General Info  – summary.

This Tree with a trunk width up 30+cm wide & 20m high has strong, usually unevenly forked spines.  Bark is smoothish.  The deciduous compound Leaves have 2 opposite leaflets with off-centre midribs and asymmetric bases.  The small, greenish-yellow, bisexual, regular, scented and 5-merous Flowers are in axillary umbels.  Ten anthers surround the superior ovary.  The 5cm long Fruit is a single seeded drupe.

Description.

Balanites maughamii subsp. maughamii.

Previous Names: Balanites dawei.

SA Tree No. 251.

Common names: (Afr) Fakkelsaadboom, Groendoring, Lemoendoring.  (Eng) Green Thorn, Torch Wood, Torch-fruit Tree, Y-thorned Torchwood.  (siSwati) Liphambo, Umnunu.  (isiZulu) Iphambo, Ipamu, Ugobandlovu, Umnulu.  (Xitsonga) Nnulu.

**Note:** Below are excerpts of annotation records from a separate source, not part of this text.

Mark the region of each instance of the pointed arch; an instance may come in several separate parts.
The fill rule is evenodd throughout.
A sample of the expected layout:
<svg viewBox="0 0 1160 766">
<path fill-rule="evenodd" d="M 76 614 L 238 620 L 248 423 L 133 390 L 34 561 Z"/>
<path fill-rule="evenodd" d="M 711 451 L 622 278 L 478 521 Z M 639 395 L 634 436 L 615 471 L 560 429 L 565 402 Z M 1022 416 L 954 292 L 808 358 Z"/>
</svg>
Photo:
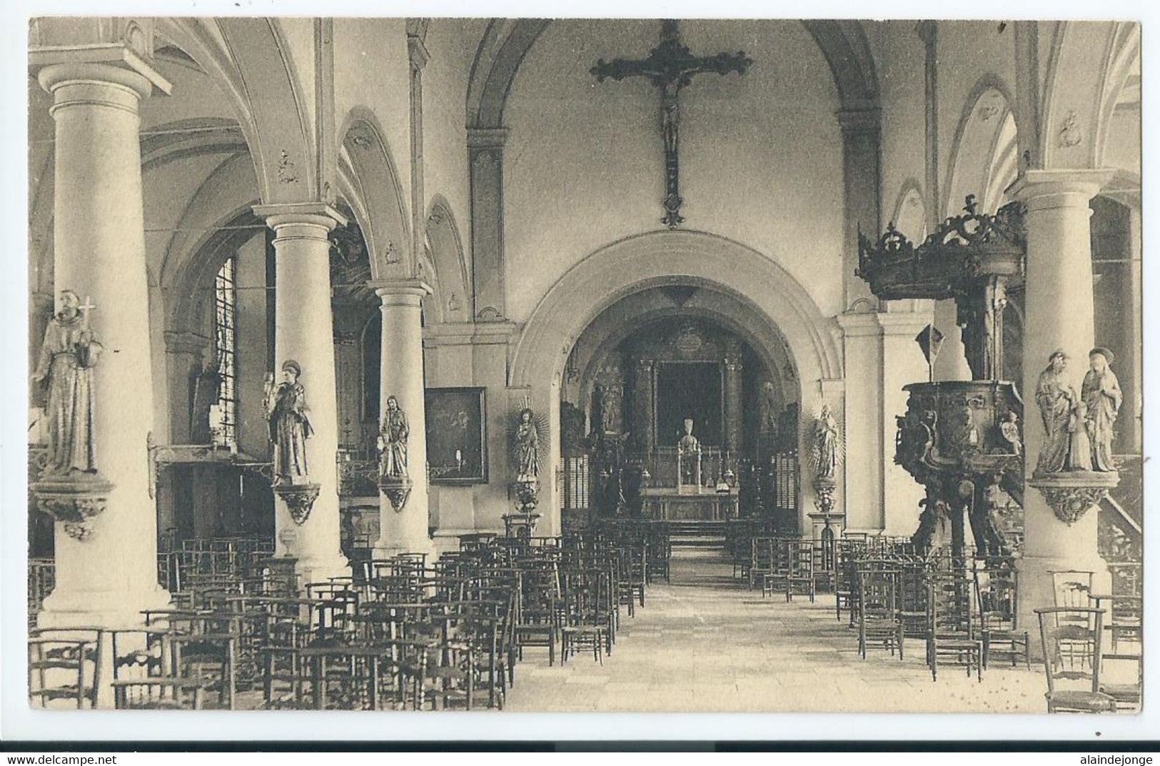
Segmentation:
<svg viewBox="0 0 1160 766">
<path fill-rule="evenodd" d="M 339 180 L 362 229 L 376 280 L 413 276 L 418 259 L 399 171 L 375 113 L 356 106 L 339 131 Z"/>
</svg>

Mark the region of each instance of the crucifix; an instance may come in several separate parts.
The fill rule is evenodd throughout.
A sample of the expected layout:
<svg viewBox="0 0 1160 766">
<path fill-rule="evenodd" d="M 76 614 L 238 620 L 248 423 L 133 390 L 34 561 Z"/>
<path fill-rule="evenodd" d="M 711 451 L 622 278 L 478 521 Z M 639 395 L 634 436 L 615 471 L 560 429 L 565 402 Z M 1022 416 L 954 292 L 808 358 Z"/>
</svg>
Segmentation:
<svg viewBox="0 0 1160 766">
<path fill-rule="evenodd" d="M 660 88 L 660 130 L 665 140 L 665 217 L 661 223 L 669 229 L 676 229 L 683 223 L 680 194 L 680 175 L 677 173 L 677 122 L 680 120 L 677 96 L 681 88 L 693 81 L 694 74 L 716 72 L 728 74 L 745 71 L 753 59 L 745 51 L 737 53 L 716 53 L 713 56 L 694 56 L 687 45 L 681 44 L 681 32 L 676 20 L 666 19 L 661 22 L 660 44 L 648 51 L 646 59 L 614 58 L 611 62 L 600 59 L 589 70 L 596 75 L 597 82 L 604 78 L 623 80 L 626 77 L 647 77 Z"/>
<path fill-rule="evenodd" d="M 80 326 L 81 330 L 88 330 L 88 312 L 96 308 L 93 303 L 93 298 L 85 296 L 85 302 L 77 306 L 77 311 L 80 312 Z"/>
</svg>

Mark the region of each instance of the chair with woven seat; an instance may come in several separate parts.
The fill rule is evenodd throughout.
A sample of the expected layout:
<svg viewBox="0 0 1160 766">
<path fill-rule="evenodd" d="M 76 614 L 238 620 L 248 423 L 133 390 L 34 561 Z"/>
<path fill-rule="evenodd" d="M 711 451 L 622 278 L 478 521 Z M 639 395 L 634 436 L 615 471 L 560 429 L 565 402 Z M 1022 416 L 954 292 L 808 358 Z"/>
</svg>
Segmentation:
<svg viewBox="0 0 1160 766">
<path fill-rule="evenodd" d="M 971 583 L 965 573 L 933 572 L 927 590 L 927 664 L 938 680 L 938 664 L 964 665 L 983 680 L 983 638 L 974 627 Z"/>
<path fill-rule="evenodd" d="M 978 559 L 974 566 L 974 600 L 979 608 L 983 666 L 994 658 L 1020 657 L 1031 669 L 1031 637 L 1018 626 L 1018 572 L 1010 559 Z"/>
<path fill-rule="evenodd" d="M 867 657 L 870 643 L 880 643 L 902 659 L 902 621 L 898 609 L 898 570 L 869 565 L 857 570 L 858 655 Z"/>
<path fill-rule="evenodd" d="M 1047 713 L 1115 713 L 1116 699 L 1100 691 L 1103 610 L 1046 607 L 1035 613 L 1047 674 Z"/>
<path fill-rule="evenodd" d="M 1116 700 L 1117 710 L 1139 711 L 1144 700 L 1143 653 L 1104 655 L 1100 674 L 1100 692 Z"/>
<path fill-rule="evenodd" d="M 50 707 L 57 700 L 78 708 L 96 707 L 101 687 L 101 628 L 39 628 L 28 638 L 29 702 Z"/>
</svg>

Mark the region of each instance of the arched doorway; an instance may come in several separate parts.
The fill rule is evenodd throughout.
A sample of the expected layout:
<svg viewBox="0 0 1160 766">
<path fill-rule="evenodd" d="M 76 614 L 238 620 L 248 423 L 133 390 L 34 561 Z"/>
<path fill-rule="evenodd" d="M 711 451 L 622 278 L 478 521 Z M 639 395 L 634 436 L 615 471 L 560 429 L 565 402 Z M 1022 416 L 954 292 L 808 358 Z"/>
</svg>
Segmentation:
<svg viewBox="0 0 1160 766">
<path fill-rule="evenodd" d="M 553 471 L 564 467 L 560 434 L 567 424 L 560 420 L 561 402 L 578 398 L 580 385 L 570 381 L 575 373 L 568 360 L 577 349 L 595 355 L 602 346 L 611 348 L 628 338 L 617 339 L 612 331 L 587 333 L 589 326 L 619 326 L 623 333 L 625 327 L 682 315 L 744 341 L 754 359 L 778 373 L 781 402 L 796 400 L 803 415 L 814 414 L 822 403 L 842 410 L 841 385 L 835 384 L 842 376 L 836 324 L 773 259 L 704 232 L 641 234 L 597 250 L 565 274 L 532 311 L 516 342 L 510 384 L 527 389 L 534 406 L 549 414 L 551 455 L 545 462 Z M 572 419 L 568 427 L 574 432 Z M 791 441 L 800 454 L 802 428 Z M 556 478 L 544 484 L 541 498 L 544 534 L 561 528 L 564 477 Z M 814 493 L 807 483 L 799 486 L 797 528 L 809 529 Z"/>
</svg>

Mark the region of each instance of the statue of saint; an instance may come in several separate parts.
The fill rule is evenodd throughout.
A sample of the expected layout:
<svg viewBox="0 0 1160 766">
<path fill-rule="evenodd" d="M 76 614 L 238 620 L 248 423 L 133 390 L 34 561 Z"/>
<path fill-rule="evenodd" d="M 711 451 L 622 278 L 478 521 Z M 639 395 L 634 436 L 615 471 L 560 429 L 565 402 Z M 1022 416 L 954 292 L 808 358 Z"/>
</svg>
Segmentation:
<svg viewBox="0 0 1160 766">
<path fill-rule="evenodd" d="M 1052 352 L 1047 367 L 1039 373 L 1035 386 L 1035 403 L 1043 417 L 1043 443 L 1036 474 L 1058 474 L 1065 470 L 1071 448 L 1072 410 L 1079 396 L 1075 388 L 1064 380 L 1067 370 L 1067 354 L 1063 349 Z"/>
<path fill-rule="evenodd" d="M 1071 419 L 1067 421 L 1067 436 L 1071 442 L 1067 447 L 1067 470 L 1090 471 L 1092 470 L 1092 442 L 1087 435 L 1087 405 L 1083 399 L 1076 399 L 1072 407 Z"/>
<path fill-rule="evenodd" d="M 1023 438 L 1018 432 L 1017 413 L 1008 412 L 1003 415 L 1002 422 L 999 424 L 999 434 L 1003 438 L 1003 441 L 1010 445 L 1012 454 L 1023 454 Z"/>
<path fill-rule="evenodd" d="M 394 396 L 386 397 L 386 414 L 378 435 L 378 472 L 380 476 L 407 476 L 407 413 L 399 409 Z"/>
<path fill-rule="evenodd" d="M 761 385 L 761 432 L 766 434 L 777 433 L 777 392 L 774 390 L 774 382 L 766 381 Z"/>
<path fill-rule="evenodd" d="M 535 482 L 539 476 L 539 434 L 536 433 L 536 414 L 531 407 L 520 411 L 520 425 L 515 432 L 517 482 Z"/>
<path fill-rule="evenodd" d="M 93 368 L 102 346 L 88 327 L 88 309 L 72 290 L 60 291 L 60 309 L 44 330 L 32 382 L 48 384 L 45 432 L 49 463 L 42 476 L 96 472 L 93 434 Z"/>
<path fill-rule="evenodd" d="M 601 395 L 600 419 L 600 425 L 604 429 L 604 433 L 616 433 L 616 396 L 612 393 L 611 386 L 604 389 L 604 392 Z"/>
<path fill-rule="evenodd" d="M 1092 369 L 1083 376 L 1081 389 L 1087 406 L 1087 435 L 1092 441 L 1092 470 L 1096 471 L 1116 470 L 1111 460 L 1111 441 L 1124 395 L 1119 390 L 1119 380 L 1108 367 L 1114 359 L 1115 355 L 1107 348 L 1093 348 L 1088 353 Z"/>
<path fill-rule="evenodd" d="M 274 445 L 275 484 L 302 484 L 310 472 L 306 467 L 306 440 L 313 435 L 306 406 L 306 390 L 298 378 L 302 366 L 292 359 L 282 362 L 282 382 L 274 385 L 274 375 L 266 376 L 266 418 Z"/>
<path fill-rule="evenodd" d="M 834 419 L 828 404 L 821 406 L 821 414 L 818 415 L 818 422 L 814 426 L 814 438 L 818 442 L 815 447 L 818 450 L 818 478 L 834 478 L 834 474 L 838 471 L 838 450 L 841 434 L 838 433 L 838 420 Z"/>
<path fill-rule="evenodd" d="M 693 418 L 684 419 L 684 435 L 676 442 L 676 448 L 684 455 L 701 451 L 701 442 L 693 435 Z"/>
</svg>

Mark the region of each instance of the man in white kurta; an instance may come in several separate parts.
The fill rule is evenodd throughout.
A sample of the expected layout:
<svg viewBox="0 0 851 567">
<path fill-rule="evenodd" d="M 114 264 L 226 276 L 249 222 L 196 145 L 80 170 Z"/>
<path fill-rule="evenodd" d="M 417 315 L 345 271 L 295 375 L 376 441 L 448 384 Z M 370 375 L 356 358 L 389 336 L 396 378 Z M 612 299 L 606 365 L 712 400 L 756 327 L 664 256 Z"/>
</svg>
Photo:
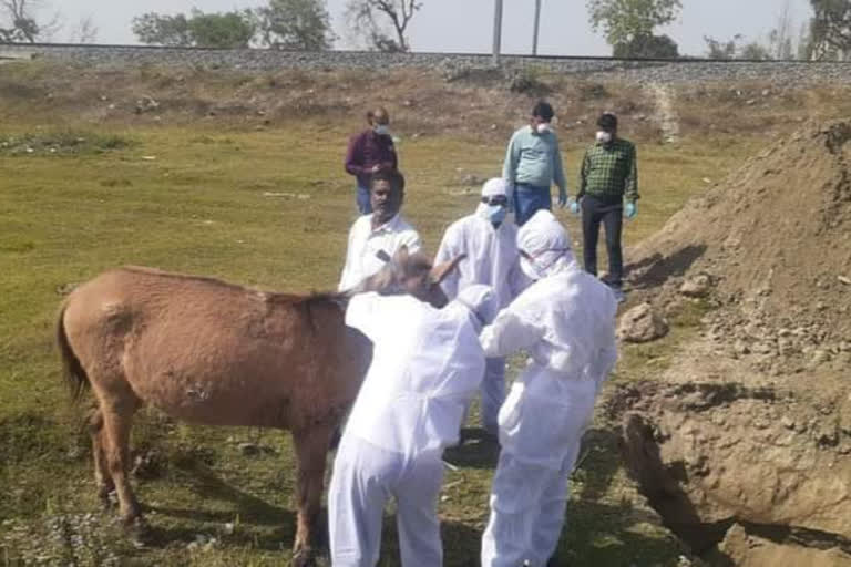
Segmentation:
<svg viewBox="0 0 851 567">
<path fill-rule="evenodd" d="M 328 489 L 335 567 L 378 563 L 391 496 L 402 566 L 442 565 L 437 515 L 442 453 L 458 442 L 464 410 L 482 380 L 478 332 L 496 310 L 484 286 L 468 288 L 443 309 L 375 292 L 349 302 L 346 323 L 372 341 L 373 354 Z"/>
<path fill-rule="evenodd" d="M 400 213 L 404 200 L 404 177 L 396 171 L 372 176 L 370 203 L 372 213 L 358 218 L 349 231 L 346 265 L 338 289 L 352 289 L 379 271 L 387 259 L 402 246 L 408 251 L 420 249 L 420 235 Z"/>
<path fill-rule="evenodd" d="M 449 299 L 468 286 L 482 284 L 493 288 L 502 309 L 530 284 L 520 269 L 517 227 L 507 216 L 509 198 L 505 181 L 488 181 L 475 213 L 450 225 L 443 235 L 434 265 L 466 256 L 441 284 Z M 505 400 L 504 358 L 488 359 L 481 391 L 482 425 L 496 435 L 496 414 Z"/>
<path fill-rule="evenodd" d="M 577 266 L 552 213 L 535 213 L 517 246 L 521 267 L 535 282 L 481 333 L 489 357 L 523 349 L 531 358 L 500 410 L 502 451 L 482 567 L 547 565 L 582 434 L 617 360 L 615 296 Z"/>
</svg>

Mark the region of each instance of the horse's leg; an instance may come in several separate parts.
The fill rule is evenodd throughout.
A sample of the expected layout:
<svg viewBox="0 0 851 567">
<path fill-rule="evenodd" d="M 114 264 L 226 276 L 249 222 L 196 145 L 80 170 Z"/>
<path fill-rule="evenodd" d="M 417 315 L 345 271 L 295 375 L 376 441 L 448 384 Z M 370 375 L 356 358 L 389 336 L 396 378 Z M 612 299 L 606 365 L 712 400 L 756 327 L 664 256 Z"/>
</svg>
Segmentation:
<svg viewBox="0 0 851 567">
<path fill-rule="evenodd" d="M 110 505 L 110 493 L 115 489 L 115 483 L 106 466 L 104 452 L 105 434 L 103 431 L 103 414 L 95 408 L 89 415 L 89 434 L 92 436 L 92 455 L 94 457 L 94 482 L 98 485 L 98 497 L 104 506 Z"/>
<path fill-rule="evenodd" d="M 298 507 L 293 566 L 315 565 L 319 535 L 319 512 L 325 481 L 325 460 L 336 423 L 316 424 L 293 432 L 298 463 L 296 505 Z"/>
<path fill-rule="evenodd" d="M 103 416 L 103 432 L 101 440 L 106 466 L 115 483 L 115 492 L 119 496 L 119 513 L 125 525 L 142 516 L 133 488 L 130 486 L 130 427 L 133 414 L 139 409 L 139 400 L 125 396 L 121 401 L 107 400 L 101 403 Z"/>
</svg>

Family: Zygophyllaceae. This family of flowering plants has about 22+ genera and 280+ species.  There are about 8 genera and 47 species in southern Africa, and these may be trees, herbs or shrubs.  These includes the genus Balanites.  The simple Leaves are usually opposite or nearly so and frequently have stipules and spines.  Flowers have oil or nectar glands to encourage pollination by bees.  The Ovary is superior and the style and stigma are usually simple.  The Fruit is a capsule or a berry.  Most species grow in saline or desert environments and are mainly shrubs or small trees.

Name derivation: Balanites from Greek for acorn-shaped – referring to the fruit.  maughamii – named after Reginald Charles Fnlke Maugham.  He was the British Council to Lourenco Marques – now Maputo.  He first collected the plant in southern Mozambique and sent it to Kew in 1911.  He was a Fellow of the Royal Geographical Society.  There are 4 species of the genus Balanites in southern Africa – including one in northern Namibia.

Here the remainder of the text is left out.